Ebenezer, Mississippi
Ebenezer, Mississippi | |
---|---|
Coordinates: 32°58′14″N 90°05′27″W / 32.97056°N 90.09083°W | |
Country | United States |
State | Mississippi |
County | Holmes |
Elevation | 331 ft (101 m) |
Time zone | UTC-6 (Central (CST)) |
• Summer (DST) | UTC-5 (CDT) |
ZIP code | 39146 |
Area code | 662 |
GNIS feature ID | 669637[1] |
Ebenezer is an unincorporated community located in Holmes County, Mississippi, United States. Ebenezer is located at the western end of the eastern segment of Mississippi Highway 14, approximately 10 miles (16 km) south of the county seat of Lexington and 4 miles (6.4 km) approximately west of Goodman.
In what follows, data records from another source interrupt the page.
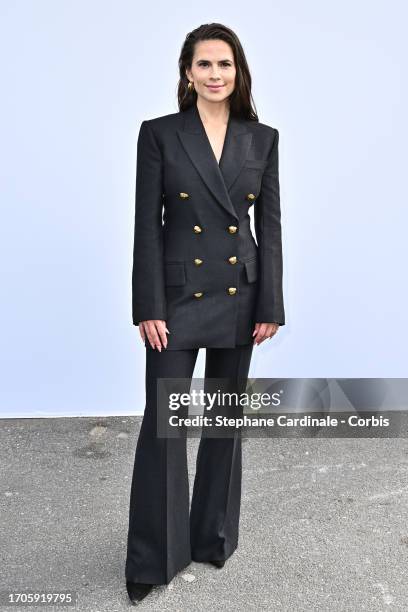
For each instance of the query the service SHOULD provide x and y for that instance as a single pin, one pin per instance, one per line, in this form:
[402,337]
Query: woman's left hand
[263,331]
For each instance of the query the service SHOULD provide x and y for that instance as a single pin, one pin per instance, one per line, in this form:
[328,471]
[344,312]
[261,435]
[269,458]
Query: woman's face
[213,64]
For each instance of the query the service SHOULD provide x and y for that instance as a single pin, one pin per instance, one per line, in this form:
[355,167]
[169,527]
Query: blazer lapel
[218,178]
According to a 1905 source, Ebenezer was named by settlers from "the old Jewish city".[2] It may have been a destination of some German-Jewish immigrants, who settled mostly in Lexington in the county beginning in the 1830s. They were joined later in the century by Russian Jewish immigrants. The community built Temple Beth El in Lexington in 1905; it closed in 2009 because of declining population.[3]
Notable people
[edit]Perry Wilbon Howard was born in Ebenezer in 1877 to African-American parents who had been enslaved. He became an attorney among the second generation of African-American lawyers in the state, with a practice in the state capital of Jackson. Even after the state legislature disfranchised most blacks through provisions of the 1890 constitution, Howard continued to be active as a member of the Republican Party. He served as a national committeeman from the state, and a civil rights activist. Appointed as an aide in the office of the United States Attorney General in the administration of President Warren G. Harding, Howard was the highest-ranking African American in government at the time.
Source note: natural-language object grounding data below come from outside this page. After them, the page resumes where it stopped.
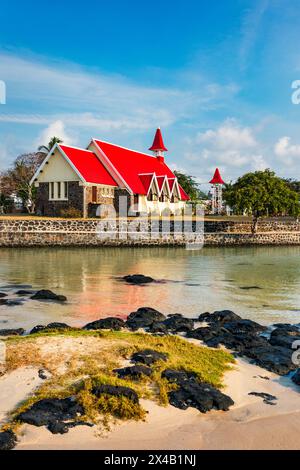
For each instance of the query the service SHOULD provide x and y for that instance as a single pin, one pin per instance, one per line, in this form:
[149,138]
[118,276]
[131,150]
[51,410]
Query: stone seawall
[52,232]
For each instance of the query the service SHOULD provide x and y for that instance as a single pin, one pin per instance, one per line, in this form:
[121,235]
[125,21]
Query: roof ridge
[126,148]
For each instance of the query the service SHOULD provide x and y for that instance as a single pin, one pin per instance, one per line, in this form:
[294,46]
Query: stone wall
[55,232]
[53,208]
[232,226]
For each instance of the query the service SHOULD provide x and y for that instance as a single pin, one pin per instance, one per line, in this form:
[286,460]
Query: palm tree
[46,148]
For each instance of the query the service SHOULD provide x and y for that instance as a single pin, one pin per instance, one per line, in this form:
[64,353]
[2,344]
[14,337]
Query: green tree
[262,193]
[293,184]
[4,203]
[15,181]
[46,148]
[190,185]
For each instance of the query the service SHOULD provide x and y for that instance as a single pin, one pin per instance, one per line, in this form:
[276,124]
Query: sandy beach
[250,423]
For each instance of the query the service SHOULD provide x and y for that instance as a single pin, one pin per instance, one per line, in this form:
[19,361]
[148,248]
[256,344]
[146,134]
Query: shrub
[71,213]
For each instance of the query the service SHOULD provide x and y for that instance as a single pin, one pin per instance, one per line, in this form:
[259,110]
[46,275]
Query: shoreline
[250,424]
[213,382]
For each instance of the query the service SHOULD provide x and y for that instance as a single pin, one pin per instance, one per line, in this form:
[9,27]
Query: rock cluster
[244,337]
[58,415]
[192,393]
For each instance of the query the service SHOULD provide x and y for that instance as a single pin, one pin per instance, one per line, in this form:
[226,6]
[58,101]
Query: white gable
[57,169]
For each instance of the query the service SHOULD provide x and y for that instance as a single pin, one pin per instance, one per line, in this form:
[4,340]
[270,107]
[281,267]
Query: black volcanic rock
[116,391]
[243,337]
[148,357]
[48,295]
[267,398]
[296,377]
[244,326]
[219,317]
[158,327]
[12,332]
[25,292]
[285,336]
[178,376]
[144,317]
[8,440]
[201,396]
[54,413]
[138,279]
[177,323]
[109,323]
[134,372]
[50,327]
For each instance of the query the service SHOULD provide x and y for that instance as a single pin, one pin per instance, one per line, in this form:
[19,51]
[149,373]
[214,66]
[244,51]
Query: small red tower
[217,200]
[158,146]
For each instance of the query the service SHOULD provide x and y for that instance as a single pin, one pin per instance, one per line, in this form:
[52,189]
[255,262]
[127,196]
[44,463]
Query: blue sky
[216,76]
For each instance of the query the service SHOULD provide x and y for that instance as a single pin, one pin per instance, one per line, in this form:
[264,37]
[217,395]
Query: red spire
[217,179]
[158,143]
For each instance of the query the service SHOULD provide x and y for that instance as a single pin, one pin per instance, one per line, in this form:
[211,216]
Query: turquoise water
[194,282]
Robert G. Clark Jr. was born October 3, 1928, in Ebenezer and presently resides there. In 1967, he was the first African American elected to the Mississippi State Legislature since the Reconstruction era. Until 1976, he was the only African-American representative in the state house, having been repeatedly returned to office. In 1992 he was elected Speaker Pro Tempore of the Mississippi House of Representatives and he continued to serve in that position until retired in 2003.